Kayeshima Fulgence, referred to as the “Butcher of Nyange” by the Rwandan press, is charged with two counts of fraud and three counts of transgression of the Immigration Act.

According to the Hawks’ Regional Communications Manager, Eric Ntabazalila, state Adv Nathan Adriaanse asked the court to postpone the case as he had received two lever-arch files yesterday with new evidence.

“He told the court that due to the voluminous nature of the arch files he had so far drafted 17 charges after going through some part of the files. He will draft a complete charge sheet over the weekend and hand it over to the defence on Monday 5 June and will advise the court at the next appearance on Friday 9 June of the number of charges preferred against the accused.”

Adriaanse further informed the court that the state would oppose the accused’s bail application as the defence indicated the accused intended to apply for bail.

As for the current charges, Ntabazalila said the state alleges that in January 2000 Fulgence pretended to be another person by giving another name and claiming he was a Burundian national.

“He did the same in 2004 when applying for formal refugee status.
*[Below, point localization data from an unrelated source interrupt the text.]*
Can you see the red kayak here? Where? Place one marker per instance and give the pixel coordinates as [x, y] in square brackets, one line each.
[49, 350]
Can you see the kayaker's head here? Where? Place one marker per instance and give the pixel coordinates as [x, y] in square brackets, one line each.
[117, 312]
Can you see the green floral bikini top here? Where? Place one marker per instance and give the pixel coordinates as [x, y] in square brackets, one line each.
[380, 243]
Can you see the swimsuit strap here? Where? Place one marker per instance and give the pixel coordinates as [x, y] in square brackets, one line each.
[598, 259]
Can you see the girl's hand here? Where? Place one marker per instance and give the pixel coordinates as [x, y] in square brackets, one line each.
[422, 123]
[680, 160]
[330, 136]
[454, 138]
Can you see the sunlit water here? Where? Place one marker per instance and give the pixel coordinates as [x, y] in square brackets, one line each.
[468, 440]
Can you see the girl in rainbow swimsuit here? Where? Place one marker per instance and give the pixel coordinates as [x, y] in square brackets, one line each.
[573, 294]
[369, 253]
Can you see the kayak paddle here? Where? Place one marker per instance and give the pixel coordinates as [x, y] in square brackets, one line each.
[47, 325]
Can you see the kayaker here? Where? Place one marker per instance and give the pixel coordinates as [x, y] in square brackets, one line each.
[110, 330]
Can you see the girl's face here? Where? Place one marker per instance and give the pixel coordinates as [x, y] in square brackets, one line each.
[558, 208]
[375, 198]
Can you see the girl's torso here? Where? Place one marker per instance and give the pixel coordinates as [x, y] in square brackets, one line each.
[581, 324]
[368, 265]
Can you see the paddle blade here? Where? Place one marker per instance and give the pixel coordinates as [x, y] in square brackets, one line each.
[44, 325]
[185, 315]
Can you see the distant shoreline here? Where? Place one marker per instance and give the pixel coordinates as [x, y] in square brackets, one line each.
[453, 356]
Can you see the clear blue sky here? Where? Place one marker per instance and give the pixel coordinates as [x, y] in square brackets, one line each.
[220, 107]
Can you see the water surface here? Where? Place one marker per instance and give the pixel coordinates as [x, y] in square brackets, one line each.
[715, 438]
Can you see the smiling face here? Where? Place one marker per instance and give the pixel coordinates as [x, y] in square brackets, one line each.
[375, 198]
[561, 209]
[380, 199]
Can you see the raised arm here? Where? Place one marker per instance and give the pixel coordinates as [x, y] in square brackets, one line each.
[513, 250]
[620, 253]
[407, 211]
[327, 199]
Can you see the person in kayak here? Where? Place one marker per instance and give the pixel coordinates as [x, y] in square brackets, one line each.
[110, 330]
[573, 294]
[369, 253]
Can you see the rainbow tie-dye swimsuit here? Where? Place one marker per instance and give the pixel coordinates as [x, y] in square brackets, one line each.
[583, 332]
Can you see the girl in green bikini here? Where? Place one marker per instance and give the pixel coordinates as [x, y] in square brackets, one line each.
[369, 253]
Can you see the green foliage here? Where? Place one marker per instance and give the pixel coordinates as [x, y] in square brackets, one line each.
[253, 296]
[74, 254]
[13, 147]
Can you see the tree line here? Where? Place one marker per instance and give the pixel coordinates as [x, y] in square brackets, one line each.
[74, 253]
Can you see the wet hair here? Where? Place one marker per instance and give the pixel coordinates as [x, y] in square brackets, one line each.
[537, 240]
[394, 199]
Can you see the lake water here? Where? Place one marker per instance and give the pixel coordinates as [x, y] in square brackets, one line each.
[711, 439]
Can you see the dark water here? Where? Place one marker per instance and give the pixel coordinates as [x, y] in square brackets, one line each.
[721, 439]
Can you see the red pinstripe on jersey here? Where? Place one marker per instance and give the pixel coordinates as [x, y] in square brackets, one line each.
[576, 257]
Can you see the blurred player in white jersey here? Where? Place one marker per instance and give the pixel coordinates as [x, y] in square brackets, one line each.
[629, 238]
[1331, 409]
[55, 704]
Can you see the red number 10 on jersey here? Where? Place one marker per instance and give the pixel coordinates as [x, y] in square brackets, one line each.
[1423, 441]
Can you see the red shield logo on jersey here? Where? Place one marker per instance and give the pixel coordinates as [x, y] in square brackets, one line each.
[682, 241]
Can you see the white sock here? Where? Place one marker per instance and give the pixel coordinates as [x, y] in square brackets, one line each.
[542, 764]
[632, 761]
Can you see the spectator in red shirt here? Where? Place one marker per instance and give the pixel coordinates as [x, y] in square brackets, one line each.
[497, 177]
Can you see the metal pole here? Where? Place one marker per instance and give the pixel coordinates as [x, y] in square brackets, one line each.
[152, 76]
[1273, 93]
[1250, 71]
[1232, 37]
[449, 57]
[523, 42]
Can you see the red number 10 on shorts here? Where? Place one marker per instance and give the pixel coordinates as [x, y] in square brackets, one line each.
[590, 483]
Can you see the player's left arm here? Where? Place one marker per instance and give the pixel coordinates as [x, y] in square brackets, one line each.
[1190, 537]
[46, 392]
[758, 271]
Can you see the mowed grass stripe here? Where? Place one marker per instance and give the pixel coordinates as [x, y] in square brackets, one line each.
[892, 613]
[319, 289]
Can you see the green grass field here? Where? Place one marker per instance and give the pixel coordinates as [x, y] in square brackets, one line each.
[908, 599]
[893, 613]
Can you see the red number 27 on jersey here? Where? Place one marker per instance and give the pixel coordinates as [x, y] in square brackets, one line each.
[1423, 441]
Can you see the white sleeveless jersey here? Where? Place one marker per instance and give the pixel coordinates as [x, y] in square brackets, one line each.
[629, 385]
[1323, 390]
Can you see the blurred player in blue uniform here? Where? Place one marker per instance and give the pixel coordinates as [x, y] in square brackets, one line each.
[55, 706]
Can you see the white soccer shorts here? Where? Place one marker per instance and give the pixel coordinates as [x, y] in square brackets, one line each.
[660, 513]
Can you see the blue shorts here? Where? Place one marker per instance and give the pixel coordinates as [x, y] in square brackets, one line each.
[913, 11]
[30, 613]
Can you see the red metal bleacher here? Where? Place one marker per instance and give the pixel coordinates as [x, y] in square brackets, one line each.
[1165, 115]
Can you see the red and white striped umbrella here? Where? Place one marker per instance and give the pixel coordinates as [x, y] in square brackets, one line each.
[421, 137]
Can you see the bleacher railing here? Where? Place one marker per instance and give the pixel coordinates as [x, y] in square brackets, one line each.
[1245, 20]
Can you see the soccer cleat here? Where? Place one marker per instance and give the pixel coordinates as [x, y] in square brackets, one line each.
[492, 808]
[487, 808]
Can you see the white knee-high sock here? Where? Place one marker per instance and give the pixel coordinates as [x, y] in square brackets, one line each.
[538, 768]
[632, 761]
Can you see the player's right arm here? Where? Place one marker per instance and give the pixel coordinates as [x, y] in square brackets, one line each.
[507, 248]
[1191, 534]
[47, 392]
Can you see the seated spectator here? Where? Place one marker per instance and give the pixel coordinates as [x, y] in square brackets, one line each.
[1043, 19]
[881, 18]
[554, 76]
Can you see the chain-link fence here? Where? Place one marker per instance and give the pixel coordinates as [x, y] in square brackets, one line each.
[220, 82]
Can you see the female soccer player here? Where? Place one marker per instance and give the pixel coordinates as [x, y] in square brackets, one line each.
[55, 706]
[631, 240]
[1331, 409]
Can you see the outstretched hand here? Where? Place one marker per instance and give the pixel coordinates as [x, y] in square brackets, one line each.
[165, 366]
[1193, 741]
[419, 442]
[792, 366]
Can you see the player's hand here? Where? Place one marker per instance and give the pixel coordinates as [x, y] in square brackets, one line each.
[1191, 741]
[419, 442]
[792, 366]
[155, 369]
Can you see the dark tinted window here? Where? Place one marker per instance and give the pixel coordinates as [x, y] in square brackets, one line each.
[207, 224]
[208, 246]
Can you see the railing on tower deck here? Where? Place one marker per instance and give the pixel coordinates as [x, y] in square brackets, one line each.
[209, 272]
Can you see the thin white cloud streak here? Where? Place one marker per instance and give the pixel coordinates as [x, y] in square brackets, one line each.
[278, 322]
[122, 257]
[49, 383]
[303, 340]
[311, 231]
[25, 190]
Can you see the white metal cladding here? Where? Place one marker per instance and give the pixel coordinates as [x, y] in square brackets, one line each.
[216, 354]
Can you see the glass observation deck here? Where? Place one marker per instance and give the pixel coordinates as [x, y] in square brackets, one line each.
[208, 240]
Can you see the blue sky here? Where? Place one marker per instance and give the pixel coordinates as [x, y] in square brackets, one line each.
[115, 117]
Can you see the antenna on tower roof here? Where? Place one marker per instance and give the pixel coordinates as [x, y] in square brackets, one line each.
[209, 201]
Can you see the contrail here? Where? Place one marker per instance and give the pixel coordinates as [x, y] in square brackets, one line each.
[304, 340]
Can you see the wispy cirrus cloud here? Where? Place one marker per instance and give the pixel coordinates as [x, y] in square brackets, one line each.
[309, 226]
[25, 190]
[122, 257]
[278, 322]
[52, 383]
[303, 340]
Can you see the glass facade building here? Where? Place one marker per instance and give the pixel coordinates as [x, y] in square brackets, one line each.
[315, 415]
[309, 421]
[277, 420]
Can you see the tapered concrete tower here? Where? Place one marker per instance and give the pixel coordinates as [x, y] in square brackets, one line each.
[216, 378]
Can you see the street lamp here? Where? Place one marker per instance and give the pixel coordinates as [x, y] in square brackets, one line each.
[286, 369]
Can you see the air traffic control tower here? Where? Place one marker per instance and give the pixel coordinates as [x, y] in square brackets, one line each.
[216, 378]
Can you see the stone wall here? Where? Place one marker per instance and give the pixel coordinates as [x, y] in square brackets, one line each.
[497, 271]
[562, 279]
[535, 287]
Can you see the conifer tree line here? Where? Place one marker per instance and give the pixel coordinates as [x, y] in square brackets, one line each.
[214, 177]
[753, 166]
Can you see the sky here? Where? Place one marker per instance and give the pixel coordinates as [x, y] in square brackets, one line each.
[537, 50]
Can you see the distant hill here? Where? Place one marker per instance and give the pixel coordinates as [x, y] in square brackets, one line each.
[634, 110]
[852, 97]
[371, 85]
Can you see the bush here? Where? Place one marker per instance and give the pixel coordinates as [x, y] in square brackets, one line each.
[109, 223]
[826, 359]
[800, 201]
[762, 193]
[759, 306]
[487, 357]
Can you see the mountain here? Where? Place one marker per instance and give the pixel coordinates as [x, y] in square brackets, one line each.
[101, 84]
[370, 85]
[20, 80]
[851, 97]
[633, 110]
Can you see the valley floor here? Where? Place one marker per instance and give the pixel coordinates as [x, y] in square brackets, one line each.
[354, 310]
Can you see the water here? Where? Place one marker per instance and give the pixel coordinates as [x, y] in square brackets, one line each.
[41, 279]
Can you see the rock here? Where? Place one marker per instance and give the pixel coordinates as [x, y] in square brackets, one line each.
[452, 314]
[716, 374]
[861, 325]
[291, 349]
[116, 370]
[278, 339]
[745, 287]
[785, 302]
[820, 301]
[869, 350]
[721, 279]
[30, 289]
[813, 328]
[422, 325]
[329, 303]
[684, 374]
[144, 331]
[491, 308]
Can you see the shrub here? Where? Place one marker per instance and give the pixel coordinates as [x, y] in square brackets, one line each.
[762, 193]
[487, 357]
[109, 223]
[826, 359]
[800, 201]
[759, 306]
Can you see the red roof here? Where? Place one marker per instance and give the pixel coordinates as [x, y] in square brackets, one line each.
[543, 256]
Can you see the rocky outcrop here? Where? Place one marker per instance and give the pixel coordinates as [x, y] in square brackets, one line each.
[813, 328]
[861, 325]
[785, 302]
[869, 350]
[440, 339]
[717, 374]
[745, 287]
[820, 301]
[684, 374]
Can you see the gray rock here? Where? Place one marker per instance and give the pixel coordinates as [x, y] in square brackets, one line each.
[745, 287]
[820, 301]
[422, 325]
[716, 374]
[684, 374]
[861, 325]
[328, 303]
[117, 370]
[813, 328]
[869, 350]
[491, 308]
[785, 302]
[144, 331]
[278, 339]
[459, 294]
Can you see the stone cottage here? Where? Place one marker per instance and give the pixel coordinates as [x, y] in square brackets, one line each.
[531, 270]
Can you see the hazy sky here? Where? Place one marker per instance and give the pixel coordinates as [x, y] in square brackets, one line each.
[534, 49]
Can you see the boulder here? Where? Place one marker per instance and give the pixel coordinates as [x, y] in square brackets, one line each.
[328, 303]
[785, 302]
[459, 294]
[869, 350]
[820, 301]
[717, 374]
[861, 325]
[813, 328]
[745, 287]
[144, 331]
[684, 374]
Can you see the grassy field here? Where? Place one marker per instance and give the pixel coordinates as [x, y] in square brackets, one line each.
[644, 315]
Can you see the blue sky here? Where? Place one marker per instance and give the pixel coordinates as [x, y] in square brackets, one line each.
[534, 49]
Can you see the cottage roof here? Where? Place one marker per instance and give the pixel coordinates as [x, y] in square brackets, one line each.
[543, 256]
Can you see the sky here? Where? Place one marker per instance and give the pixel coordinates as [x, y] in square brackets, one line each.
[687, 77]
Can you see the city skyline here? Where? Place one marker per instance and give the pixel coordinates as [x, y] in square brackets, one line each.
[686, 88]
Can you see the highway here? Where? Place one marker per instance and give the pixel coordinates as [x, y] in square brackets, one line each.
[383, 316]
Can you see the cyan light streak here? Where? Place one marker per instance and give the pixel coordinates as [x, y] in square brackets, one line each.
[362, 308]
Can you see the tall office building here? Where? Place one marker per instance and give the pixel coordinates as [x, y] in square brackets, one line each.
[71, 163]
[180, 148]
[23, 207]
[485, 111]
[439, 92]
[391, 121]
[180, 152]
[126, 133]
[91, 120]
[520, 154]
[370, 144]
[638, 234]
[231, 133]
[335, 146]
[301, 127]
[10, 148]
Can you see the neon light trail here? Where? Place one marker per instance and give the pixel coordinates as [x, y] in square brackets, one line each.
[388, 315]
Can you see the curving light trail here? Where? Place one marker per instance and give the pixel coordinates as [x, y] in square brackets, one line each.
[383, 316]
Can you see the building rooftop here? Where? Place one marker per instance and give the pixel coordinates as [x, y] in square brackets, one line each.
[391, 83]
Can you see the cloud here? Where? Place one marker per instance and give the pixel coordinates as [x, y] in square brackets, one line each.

He also stayed in the country illegally.”

The case returns to Cape Town Magistrates’ Court on 9 June 2023.

The Sunday Times reported that, while being hunted for 21 years by Rwanda’s International Criminal Tribunal for his alleged involvement in the country’s 1994 genocide “Fulgence Kayishema (sic) worked as a security guard at a Paarl wine farm under a false name, pretending to be a Burundian war refugee.”

Church-massacre survivors have lauded Fulgence’s arrest. One survivor, Safari Jean Bosco, recalled how he endured bulldozing by hiding under the bodies of the 2 000 or so victims of grenading, attempted burning and bulldozing of the Nyange Catholic Church in Kibuye Prefecture, as reported in a Reuters article published by News24.

At the premises of Nyange Parish in Ngororero District in Rwanda a modern church and the Nyange Genocide Memorial site was erected in 2017.Photo: Eugene Kwibuka/The New Times

Bosco and his mother, sister and brothers sought refuge in the church along with others.On 12 April 1994, six days after the genocide against Tutsis by an extremist Hutu regime began, militia surrounded the church. Soon afterwards Bosco saw local police inspector Fulgence Kayishema in a meeting with the parish priest and others.

“We thought the meeting . . . was addressing how to maintain our security,” Bosco told Reuters. “It later came to our knowledge they had cruel intentions to exterminate us.”

Hutu militia lobbed grenades at the church before dousing it with fuel to set it ablaze. When that failed they knocked the church down with bulldozers and most of those sheltering inside died.

Fulgence first appeared in the Cape Town Magistrates’ Court on Friday 26 May on multiple charges related to fraud and immigration violations after being arrested in Paarl on Wednesday the 24th in connection with genocidal crimes in Rwanda.

This after years on the run from his genocide indictment over the church massacre by the International Rwanda War Crimes Tribunal, giving the survivors a long-denied sense of satisfaction.

“The arrest of Kayishema was eagerly awaited,” Bosco, now 67, said. “May justice prevail.”